Listed Building – Grade II*
- Official name: Barn at Trewyn Farm
- Designated: 29 January 1998
- Reference no.: 19246

Listed Building – Grade II
- Official name: Old Farmhouse at Trewyn Farm
- Designated: 29 January 1998
- Reference no.: 19247

Listed Building – Grade II
- Official name: Trewyn Farmhouse
- Designated: 29 January 1998
- Reference no.: 19248

= Trewyn Farm barn, Llanvihangel Crucorney =

The barn at Trewyn Farm, Llanvihangel Crucorney, Monmouthshire is part of a complex of farm buildings dating from the late 16th century. The barn has a Grade II* listing, with the Old farmhouse at Trewyn Farm and Trewyn Farmhouse having separate Grade II listings.

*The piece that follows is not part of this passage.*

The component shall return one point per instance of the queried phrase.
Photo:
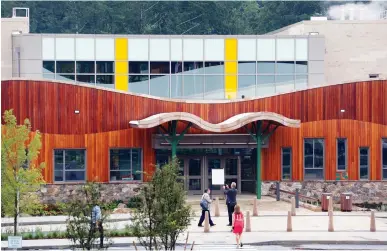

==History and description==
The old farmhouse at Trewyn is an early 16th century hall house. Refurbished in the 19th century, it is largely unaltered since that date and is constructed of Old Red Sandstone rubble. The interior roof timbers are heavily smoke-blackened, indicating the presence of an open hearth at the time of its original construction. In the late 17th century, possibly as late as 1700, the new farmhouse was built across the farmyard. Reconstructed in the Victorian era, the building is of three storeys and of cement rendered sandstone rubble. Both the old and the new farmhouses have Grade II listings. The barn is, architecturally, the most important element of the farmstead which is reflected in its Grade II* listing. Dating originally from the 16th century, it was extended in the 17th. It has four cruck trusses although the present roof is of corrugated iron dating from the 20th century. Cadw describes it as "an unusually good cruck barn".